“Proponiamo riciclati ai cittadini”. Si infiamma la polemica sulle bacheche facebook dei militanti lombardi 5 Stelle dopo la decisione di Silvana Carcano, capolista per la regione e vincitrice delle parlamentarie in Lombardia, di inserire in lista Antonio “Endrix” Endrizzi, già assessore del comune di Faloppio in provincia di Como fino al 2010 e, soprattutto, ex Forza Italia e Popolo della Libertà. Non solo: si era candidato alle scorse amministrative 2012 a Como nella lista Patto per Como di Francesco Peronese di area Pdl contro i 5 Stelle. E proprio gli ‘amici’ del Pdl pochi giorni fa hanno raccolto le firme per il Movimento in Lombardia. Si sono organizzati sul sito Forza Cavallasca, “di estrazione cristiana e liberale” e si definiscono “un gruppo di persone determinate che intendono agire alla luce del sole e che si riconoscono negli ideali del Popolo della libertà“.

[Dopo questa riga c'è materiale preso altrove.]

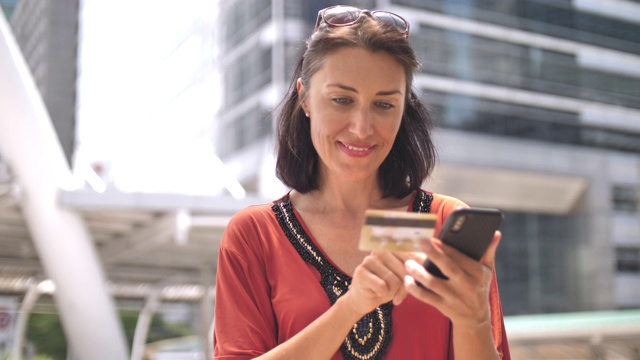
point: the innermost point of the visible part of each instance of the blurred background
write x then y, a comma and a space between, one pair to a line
131, 130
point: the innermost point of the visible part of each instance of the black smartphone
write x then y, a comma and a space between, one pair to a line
470, 230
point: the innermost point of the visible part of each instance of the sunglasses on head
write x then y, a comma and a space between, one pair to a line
339, 15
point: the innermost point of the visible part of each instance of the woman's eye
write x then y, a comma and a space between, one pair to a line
341, 100
384, 105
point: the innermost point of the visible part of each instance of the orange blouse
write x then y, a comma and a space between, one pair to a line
269, 288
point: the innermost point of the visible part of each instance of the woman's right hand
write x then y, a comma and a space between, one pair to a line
377, 280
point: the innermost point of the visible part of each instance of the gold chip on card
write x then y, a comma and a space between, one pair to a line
395, 230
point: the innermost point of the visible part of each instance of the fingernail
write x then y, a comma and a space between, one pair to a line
426, 245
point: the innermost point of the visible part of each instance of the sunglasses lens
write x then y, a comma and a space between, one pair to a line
341, 15
348, 15
391, 19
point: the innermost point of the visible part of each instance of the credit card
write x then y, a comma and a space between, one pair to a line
395, 230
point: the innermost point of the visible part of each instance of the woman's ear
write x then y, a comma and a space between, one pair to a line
301, 95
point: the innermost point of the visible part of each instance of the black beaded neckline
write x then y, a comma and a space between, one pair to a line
372, 334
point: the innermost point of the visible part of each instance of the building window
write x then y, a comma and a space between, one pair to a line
628, 259
625, 198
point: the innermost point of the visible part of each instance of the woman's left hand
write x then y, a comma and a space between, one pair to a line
464, 297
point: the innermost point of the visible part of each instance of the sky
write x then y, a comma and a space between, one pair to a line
148, 92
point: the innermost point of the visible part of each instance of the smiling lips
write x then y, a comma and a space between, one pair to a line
355, 150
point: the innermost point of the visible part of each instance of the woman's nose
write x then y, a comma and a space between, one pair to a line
361, 123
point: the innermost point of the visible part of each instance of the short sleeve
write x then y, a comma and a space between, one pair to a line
245, 324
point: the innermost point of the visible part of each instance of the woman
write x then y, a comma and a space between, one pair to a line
352, 136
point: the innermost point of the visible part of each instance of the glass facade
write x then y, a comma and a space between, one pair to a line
555, 84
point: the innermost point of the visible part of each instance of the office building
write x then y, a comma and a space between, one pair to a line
537, 107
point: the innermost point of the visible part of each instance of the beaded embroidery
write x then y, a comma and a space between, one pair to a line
371, 335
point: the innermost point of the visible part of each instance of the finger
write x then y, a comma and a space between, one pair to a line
385, 275
400, 296
394, 261
419, 292
445, 257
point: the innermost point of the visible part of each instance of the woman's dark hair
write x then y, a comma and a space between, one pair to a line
412, 156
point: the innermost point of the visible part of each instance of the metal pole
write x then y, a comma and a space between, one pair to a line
142, 325
21, 324
30, 146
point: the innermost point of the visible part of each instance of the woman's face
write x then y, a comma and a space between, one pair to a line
355, 104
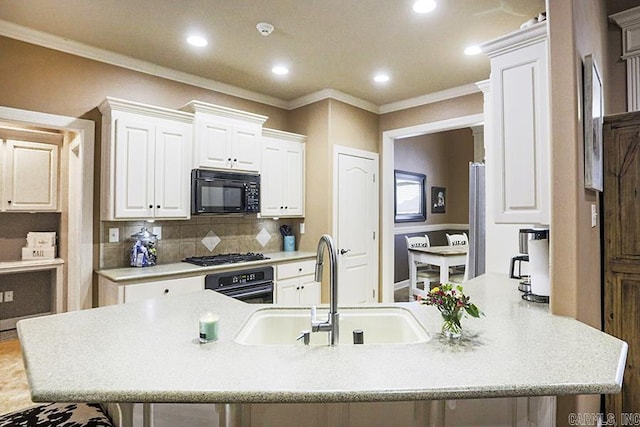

Prima le amministrative in area Pdl, poi sette mesi dopo Endrizzi entra nella rosa dei candidati di Grillo. “Ha ammesso lui stesso di essere stato iscritto a Forza Italia e poi al Pdl, su una pagina facebook che poi ha cancellato – spiega Pasquale Caterisano dei 5 Stelle Cantù-Erba – ma c’è chi ha ripescato le sue frasi nella cache di Google. In più oggi chi raccoglie le firme per lui è di area Pdl”. I sostenitori di Forza Cavallasca hanno anche pubblicato un sondaggio sul sito in cui chiedono “Se dovessi decidere oggi, tu chi voteresti?”. Il risultato: al primo posto il Movimento5 Stelle e al secondo Fratelli d’Italia, la formazione ‘scissionista’ di Ignazio La Russa, Guido Crosetto e Giorgia Meloni. Con il caso di Endrizzi, osserva Caterisano, i militanti a Como “hanno generato i loro candidati con meccanismi di rappresentanza non previsti dalle regole del M5S nazionale, creando nel contempo problemi gli altri attivisti della provincia a loro non graditi”.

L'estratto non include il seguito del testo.